WASHINGTON — The announcement next week of stress test results for the 19 largest banking companies is not likely to be as dramatic as many expect.
Though there are rumors to the contrary, roughly two-thirds of the companies effectively passed the test and will not require additional capital, according to sources. Among those that do need a bigger capital buffer, only a few will actually require more funds from the Treasury Department's Troubled Asset Relief Program.
The majority of the six or so that require capital improvement will convert their preferred government shares to common stock. Doing so would relieve them of the requirement to pay the government a 5% dividend on the preferred shares and boost their tangible common equity ratio, a critical measurement watched by analysts.
Only a very few companies would be required to do more, sources said. They would have at least six months to raise private capital; those that could not would receive government money. They may also be forced to engage in asset sales and take other measures.
Overall, the news is positive for regulators and the banking industry, though there are sure to be lingering doubts about the credibility of the stress tests.
It remains unclear exactly which companies require more dramatic assistance. Several, including Bank of America Corp. and Citigroup Inc., continue to discuss their results with regulators, arguing over the inputs and interpretations of the figures of the stress test.
Regulators are also altering results to reflect additional data from the first quarter; sources said the alterations could result in different outcomes for the institutions.
Bloomberg News reported Wednesday that, in addition to B of A and Citi, SunTrust Banks Inc., KeyCorp and Regions Financial Corp. will need an additional capital cushion.
Several analysts have said Fifth Third Bancorp is also likely to need more capital.
But sources told American Banker that most of these companies would be required only to convert their preferred government shares.
"That is the easiest and quickest route at this point," said Paul Miller, an analyst with Friedman, Billings, Ramsey & Co. Inc.
Even though bankers were initially told they had until April 28 to dispute the results of the stress tests, that date has now slipped. Several independent sources described the process as "iterative," suggesting that discussions remain ongoing.
There is continuing speculation that another deadline could slip, but the results are still scheduled to be announced Monday.
If the preliminary results hold, they will be less dire than expected. By some estimates, the government had been expected to inject more than $200 billion of Tarp money into the 19 companies. That would have required seeking extra money from Congress — the program has just $134 billion of funds remaining.
But it now appears doubtful the Treasury will need most of the remaining funds to recapitalize the largest institutions.

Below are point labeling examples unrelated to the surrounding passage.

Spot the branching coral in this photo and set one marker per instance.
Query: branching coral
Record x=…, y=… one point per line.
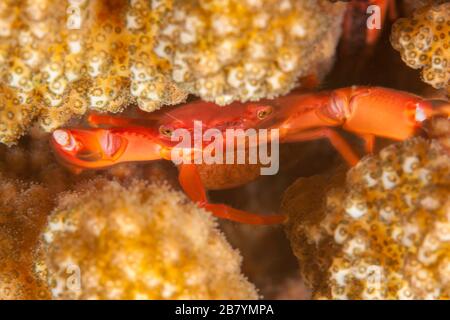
x=424, y=43
x=23, y=210
x=60, y=58
x=138, y=242
x=246, y=50
x=385, y=234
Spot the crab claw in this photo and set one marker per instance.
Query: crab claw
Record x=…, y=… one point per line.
x=87, y=148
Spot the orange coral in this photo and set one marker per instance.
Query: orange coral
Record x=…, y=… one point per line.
x=24, y=209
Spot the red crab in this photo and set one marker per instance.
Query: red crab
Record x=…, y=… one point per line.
x=364, y=111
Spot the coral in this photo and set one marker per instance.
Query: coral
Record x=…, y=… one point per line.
x=384, y=233
x=137, y=242
x=23, y=211
x=61, y=58
x=233, y=50
x=424, y=43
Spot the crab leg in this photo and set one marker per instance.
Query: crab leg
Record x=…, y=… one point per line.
x=192, y=185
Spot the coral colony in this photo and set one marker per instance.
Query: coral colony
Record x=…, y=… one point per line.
x=224, y=149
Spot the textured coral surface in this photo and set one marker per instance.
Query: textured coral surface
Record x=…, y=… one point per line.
x=424, y=43
x=138, y=242
x=23, y=210
x=384, y=234
x=61, y=58
x=227, y=50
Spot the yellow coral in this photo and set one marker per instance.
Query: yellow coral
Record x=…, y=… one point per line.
x=60, y=58
x=138, y=242
x=226, y=50
x=385, y=234
x=424, y=42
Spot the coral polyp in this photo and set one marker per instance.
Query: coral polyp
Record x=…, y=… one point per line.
x=62, y=58
x=424, y=43
x=23, y=211
x=231, y=50
x=138, y=242
x=384, y=234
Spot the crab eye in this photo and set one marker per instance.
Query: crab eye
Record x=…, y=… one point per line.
x=166, y=131
x=264, y=112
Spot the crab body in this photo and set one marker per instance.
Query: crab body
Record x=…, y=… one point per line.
x=365, y=111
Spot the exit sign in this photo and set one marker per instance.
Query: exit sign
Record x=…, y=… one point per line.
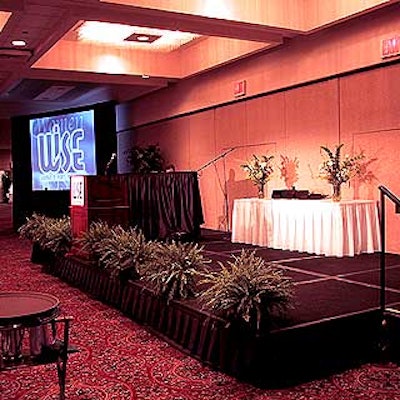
x=239, y=88
x=391, y=46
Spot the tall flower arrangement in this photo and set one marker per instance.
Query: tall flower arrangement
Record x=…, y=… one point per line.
x=259, y=170
x=337, y=169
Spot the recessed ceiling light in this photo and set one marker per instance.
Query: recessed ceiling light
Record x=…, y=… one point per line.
x=18, y=43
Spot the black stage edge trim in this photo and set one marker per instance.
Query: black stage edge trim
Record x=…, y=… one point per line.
x=335, y=325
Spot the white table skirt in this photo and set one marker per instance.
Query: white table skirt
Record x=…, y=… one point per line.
x=321, y=227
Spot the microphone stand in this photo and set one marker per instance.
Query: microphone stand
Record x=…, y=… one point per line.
x=225, y=189
x=215, y=159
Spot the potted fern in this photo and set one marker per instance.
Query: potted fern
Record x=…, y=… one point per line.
x=50, y=236
x=174, y=271
x=247, y=289
x=123, y=252
x=88, y=242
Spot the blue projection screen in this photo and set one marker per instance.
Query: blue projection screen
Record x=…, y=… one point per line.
x=62, y=146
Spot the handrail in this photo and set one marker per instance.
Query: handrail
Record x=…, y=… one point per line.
x=390, y=195
x=396, y=200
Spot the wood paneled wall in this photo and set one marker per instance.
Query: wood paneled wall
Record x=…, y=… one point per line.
x=359, y=110
x=5, y=144
x=323, y=89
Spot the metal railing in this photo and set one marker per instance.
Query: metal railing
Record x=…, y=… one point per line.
x=385, y=193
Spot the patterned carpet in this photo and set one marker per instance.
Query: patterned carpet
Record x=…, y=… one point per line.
x=119, y=360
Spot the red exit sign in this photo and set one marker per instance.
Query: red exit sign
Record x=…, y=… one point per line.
x=391, y=46
x=239, y=88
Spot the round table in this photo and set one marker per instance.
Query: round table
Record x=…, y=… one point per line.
x=22, y=310
x=27, y=309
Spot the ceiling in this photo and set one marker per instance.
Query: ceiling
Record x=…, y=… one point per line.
x=55, y=69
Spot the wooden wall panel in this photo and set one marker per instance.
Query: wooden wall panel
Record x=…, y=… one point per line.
x=201, y=151
x=345, y=47
x=370, y=101
x=359, y=110
x=168, y=135
x=381, y=149
x=312, y=121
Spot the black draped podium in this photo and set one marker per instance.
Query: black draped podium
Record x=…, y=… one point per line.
x=164, y=204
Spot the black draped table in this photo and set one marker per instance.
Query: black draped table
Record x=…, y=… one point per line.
x=164, y=204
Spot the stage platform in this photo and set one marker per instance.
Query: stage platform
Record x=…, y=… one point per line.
x=335, y=322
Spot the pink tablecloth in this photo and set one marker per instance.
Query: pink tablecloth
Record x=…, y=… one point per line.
x=321, y=227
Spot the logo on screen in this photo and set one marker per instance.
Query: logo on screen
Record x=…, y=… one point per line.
x=62, y=146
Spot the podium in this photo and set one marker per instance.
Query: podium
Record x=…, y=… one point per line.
x=95, y=197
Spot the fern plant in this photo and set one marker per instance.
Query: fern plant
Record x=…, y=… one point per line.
x=34, y=228
x=124, y=252
x=58, y=235
x=52, y=234
x=247, y=288
x=88, y=241
x=174, y=271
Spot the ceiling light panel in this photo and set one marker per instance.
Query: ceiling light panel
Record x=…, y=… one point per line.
x=128, y=36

"If, in fact, this is the ultimate outcome of the stress test, that would be good, because that would be mean the regulators feel like the banks can weather the worst outcome," said Mark Tenhundfeld, senior vice president of the American Bankers Association's Office of Regulatory Policy.
A lingering question is whether the stress tests themselves accomplished anything.
Critics have argued that by simply requiring bankers in need of additional capital to convert shares instead of raising new funds, regulators have not fundamentally improved the condition of the financial institutions.
But the conversion would save bankers the dividends they have been paying the government, and a higher TCE ratio would make their companies more stable.
Regulators announced plans to conduct the stress tests two months ago as part of a plan to assess capital positions at the biggest companies if economic conditions continue to deteriorate.
The tests relied on two scenarios, one a baseline scenario of expected conditions in the next two years, and the other a more adverse scenario.